Installing a rear-facing car seat isn’t as difficult as you may think. Each car seat comes with a manual, and should have images showing you exactly how to install your seat.

Most seats have a belt-path that is clear to see when you place the seat in the car. Using your manual as well as common sense, simply tether the car seat and then run the seatbelt through the belt path.

Make sure the car seat is snug in the seat belt, and make sure the seat belt is latched properly. If your car seat has the tether option, tether the car seat securely into your vehicle before using it. While strapping your child in, make sure the chest clip is at the chest, and everything snaps or buckles into its proper place.

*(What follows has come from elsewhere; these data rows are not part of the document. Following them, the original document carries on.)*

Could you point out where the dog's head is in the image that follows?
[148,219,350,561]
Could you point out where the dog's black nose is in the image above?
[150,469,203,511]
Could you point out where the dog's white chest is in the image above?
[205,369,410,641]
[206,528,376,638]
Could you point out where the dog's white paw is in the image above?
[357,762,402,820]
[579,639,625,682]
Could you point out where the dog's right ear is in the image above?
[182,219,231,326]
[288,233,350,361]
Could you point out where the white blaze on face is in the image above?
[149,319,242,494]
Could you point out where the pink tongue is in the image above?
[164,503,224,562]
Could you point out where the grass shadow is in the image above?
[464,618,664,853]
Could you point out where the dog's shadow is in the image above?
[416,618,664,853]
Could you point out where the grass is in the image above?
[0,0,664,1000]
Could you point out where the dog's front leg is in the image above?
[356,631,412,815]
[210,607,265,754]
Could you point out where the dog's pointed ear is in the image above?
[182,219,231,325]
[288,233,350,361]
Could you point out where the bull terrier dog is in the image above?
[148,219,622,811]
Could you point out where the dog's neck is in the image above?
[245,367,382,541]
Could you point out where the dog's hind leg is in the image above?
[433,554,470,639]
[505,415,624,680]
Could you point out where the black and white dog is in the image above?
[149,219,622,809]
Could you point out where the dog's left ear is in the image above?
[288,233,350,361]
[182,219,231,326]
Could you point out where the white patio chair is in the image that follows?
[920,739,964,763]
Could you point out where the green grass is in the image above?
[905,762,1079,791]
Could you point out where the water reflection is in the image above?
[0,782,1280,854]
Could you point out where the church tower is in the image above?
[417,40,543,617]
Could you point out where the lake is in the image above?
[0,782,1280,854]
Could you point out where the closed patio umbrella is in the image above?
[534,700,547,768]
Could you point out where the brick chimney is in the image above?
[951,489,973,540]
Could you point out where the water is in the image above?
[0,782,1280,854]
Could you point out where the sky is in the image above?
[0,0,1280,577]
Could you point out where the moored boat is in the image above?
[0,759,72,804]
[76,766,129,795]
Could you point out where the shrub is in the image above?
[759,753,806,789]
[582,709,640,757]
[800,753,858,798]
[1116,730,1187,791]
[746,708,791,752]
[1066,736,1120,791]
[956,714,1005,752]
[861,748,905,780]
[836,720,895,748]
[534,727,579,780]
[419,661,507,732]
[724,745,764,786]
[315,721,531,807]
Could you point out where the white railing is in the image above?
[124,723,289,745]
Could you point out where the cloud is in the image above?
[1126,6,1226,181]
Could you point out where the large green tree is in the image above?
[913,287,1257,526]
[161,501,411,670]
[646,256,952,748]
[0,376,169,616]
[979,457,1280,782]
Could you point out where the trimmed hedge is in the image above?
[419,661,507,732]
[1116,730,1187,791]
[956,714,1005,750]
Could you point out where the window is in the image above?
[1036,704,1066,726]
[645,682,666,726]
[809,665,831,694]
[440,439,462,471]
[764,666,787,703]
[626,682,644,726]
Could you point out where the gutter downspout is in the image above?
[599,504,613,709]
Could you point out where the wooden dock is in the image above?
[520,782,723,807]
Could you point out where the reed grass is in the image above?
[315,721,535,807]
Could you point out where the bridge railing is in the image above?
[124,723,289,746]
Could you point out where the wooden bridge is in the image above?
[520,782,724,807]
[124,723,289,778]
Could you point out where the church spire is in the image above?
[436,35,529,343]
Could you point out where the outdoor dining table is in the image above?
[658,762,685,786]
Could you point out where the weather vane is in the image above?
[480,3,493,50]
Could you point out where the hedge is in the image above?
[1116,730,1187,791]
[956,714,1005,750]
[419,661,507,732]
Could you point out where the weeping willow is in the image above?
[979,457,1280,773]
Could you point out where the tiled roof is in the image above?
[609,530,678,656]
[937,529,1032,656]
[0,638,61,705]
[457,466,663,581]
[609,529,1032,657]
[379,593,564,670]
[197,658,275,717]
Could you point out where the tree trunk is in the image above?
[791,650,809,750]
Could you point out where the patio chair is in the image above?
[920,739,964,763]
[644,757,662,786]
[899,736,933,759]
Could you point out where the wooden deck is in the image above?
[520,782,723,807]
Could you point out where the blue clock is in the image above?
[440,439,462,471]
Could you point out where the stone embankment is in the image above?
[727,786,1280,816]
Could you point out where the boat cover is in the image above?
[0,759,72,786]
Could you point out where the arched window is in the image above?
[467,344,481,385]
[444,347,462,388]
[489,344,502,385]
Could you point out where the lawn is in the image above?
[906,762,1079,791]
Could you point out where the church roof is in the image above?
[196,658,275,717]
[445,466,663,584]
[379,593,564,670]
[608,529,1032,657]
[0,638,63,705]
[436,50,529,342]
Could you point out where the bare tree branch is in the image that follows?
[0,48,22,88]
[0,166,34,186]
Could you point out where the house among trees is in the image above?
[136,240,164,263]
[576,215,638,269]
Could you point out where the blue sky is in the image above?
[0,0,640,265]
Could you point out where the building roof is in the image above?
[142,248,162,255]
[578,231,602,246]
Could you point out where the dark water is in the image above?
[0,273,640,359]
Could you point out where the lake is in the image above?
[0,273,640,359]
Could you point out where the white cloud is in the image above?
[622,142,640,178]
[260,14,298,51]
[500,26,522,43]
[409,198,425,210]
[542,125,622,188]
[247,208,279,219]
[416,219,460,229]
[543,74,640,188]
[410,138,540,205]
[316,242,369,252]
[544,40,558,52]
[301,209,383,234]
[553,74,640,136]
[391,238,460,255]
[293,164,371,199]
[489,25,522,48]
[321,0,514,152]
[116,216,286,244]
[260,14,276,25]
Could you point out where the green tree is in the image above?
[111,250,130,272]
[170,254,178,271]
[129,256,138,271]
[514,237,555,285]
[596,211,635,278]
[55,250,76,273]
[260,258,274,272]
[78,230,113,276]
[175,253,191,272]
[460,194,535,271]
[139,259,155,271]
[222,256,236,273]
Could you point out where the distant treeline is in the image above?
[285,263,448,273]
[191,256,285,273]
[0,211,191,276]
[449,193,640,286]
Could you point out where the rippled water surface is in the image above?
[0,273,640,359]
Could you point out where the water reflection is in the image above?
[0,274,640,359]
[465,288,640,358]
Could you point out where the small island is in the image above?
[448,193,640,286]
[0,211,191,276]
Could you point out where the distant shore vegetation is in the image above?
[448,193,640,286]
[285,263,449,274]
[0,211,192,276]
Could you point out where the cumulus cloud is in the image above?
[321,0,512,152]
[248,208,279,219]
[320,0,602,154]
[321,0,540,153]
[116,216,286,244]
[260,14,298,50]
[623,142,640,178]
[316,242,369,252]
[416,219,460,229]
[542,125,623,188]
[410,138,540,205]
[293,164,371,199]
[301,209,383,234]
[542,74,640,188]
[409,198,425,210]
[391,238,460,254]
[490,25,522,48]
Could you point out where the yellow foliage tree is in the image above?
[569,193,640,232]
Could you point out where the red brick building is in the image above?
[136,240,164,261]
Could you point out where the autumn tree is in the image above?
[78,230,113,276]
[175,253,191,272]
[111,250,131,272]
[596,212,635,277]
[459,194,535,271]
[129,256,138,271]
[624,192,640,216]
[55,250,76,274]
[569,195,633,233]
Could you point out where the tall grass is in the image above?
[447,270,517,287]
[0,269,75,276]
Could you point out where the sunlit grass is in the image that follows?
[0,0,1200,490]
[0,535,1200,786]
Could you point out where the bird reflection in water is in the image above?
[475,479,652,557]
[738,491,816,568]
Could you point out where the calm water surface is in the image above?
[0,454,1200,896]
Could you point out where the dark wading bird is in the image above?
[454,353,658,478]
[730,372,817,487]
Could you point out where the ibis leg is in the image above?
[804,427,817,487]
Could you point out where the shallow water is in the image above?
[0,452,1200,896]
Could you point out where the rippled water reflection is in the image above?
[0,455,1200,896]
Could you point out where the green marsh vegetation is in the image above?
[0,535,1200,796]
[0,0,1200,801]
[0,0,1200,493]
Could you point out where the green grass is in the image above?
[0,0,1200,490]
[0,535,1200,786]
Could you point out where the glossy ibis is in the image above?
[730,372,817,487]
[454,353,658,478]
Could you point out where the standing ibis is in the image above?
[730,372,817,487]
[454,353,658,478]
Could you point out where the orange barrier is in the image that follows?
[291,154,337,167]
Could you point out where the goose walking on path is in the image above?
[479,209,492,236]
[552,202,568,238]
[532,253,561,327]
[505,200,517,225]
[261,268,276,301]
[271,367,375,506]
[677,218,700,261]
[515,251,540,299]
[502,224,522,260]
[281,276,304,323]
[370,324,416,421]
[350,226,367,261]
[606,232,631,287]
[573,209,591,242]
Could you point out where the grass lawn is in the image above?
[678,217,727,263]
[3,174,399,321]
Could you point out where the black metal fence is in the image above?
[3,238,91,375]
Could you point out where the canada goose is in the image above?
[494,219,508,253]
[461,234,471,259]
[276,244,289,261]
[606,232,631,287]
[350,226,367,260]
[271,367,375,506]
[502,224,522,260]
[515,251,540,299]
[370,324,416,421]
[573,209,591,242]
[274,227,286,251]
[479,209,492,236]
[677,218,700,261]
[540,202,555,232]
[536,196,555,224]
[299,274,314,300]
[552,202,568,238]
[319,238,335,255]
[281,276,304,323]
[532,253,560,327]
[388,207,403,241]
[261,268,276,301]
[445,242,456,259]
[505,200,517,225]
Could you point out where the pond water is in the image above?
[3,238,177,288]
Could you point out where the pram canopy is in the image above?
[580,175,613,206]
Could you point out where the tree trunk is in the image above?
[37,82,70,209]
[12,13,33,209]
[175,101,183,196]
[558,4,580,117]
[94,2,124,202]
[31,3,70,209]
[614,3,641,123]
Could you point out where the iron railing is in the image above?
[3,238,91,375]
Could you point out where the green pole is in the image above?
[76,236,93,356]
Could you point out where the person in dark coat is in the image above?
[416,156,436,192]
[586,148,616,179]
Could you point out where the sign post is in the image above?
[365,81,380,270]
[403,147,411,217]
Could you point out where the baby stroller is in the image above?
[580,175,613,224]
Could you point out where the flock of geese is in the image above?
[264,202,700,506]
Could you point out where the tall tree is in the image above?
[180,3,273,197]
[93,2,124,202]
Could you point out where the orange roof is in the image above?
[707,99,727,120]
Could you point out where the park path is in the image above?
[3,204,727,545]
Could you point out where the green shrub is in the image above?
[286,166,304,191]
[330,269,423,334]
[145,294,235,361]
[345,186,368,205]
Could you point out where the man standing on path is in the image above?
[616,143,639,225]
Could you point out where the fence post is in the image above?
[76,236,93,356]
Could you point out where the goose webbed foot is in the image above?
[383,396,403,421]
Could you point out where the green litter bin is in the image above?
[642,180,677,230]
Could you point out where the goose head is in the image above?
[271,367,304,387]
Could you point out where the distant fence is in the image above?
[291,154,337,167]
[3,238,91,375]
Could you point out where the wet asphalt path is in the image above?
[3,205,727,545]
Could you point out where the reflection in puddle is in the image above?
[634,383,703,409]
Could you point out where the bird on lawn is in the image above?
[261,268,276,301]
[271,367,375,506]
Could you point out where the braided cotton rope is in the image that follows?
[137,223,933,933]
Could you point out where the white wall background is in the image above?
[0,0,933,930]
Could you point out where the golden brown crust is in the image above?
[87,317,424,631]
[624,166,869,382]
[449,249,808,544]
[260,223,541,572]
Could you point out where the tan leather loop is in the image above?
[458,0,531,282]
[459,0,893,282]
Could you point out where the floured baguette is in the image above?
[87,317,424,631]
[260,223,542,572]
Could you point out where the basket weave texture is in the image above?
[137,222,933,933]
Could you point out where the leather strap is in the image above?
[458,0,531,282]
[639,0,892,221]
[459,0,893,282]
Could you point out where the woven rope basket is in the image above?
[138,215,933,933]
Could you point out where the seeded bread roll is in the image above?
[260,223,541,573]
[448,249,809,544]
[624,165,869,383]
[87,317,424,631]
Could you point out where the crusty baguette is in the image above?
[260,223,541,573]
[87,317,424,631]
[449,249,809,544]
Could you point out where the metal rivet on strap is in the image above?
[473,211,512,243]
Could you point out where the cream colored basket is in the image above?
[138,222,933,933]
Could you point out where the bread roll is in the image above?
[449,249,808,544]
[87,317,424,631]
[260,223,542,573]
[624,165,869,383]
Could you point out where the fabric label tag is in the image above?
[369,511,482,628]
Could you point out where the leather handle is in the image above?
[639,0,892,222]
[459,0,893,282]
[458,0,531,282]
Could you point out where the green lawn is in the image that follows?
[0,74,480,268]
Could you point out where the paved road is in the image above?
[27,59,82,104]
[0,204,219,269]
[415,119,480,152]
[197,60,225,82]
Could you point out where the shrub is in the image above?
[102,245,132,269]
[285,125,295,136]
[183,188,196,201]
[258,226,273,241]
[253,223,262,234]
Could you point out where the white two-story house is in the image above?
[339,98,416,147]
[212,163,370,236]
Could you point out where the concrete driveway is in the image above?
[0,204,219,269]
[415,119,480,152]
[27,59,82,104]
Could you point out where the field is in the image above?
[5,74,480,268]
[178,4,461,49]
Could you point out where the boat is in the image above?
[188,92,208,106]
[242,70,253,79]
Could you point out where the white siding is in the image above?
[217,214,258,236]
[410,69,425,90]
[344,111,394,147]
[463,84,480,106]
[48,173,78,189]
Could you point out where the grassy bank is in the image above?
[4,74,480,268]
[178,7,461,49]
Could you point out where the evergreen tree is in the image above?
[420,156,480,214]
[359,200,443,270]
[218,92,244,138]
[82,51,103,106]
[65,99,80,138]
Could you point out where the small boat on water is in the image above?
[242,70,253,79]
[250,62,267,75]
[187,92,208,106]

Never buckle your child while wearing a big winter coat – remove the coat and then buckle your child.

How old were your children when you had them front-facing in their car seats?


  1. We still have our 17 month rear facing in her car seat! We feel like it is the safest position for her!


  2. Olivia L says:

    My daughter is still rear-facing at 2 and a half. I remember my mother-in-law telling me that children won’t tolerate rear-facing after a year because they want to see what’s going on, but as my girl has never known anything else she’s fine with it and doesn’t expect anything different.

  3. Amanda N. says:

    I’ve still got my 2 1/2-year-old rear-facing. I’ll turn him when he reaches height or weight limit on his seat (he’ll probably be about 3 since he’s already 4 lbs away from the weight limit on the seat and he’s a whopping 38″ tall already). I recently learned that the LATCH anchors in cars are only made to hold up to a certain weight (and not all car manuals disclose what that limit is). So they can only safely hold a child until they reach somewhere between 40 and 48lbs (depending on the weight of the seat they’re riding in, which the LATCH also has to hold, and the limit of the anchors). After that point, seats need to be installed with the seat belt! How crazy is that?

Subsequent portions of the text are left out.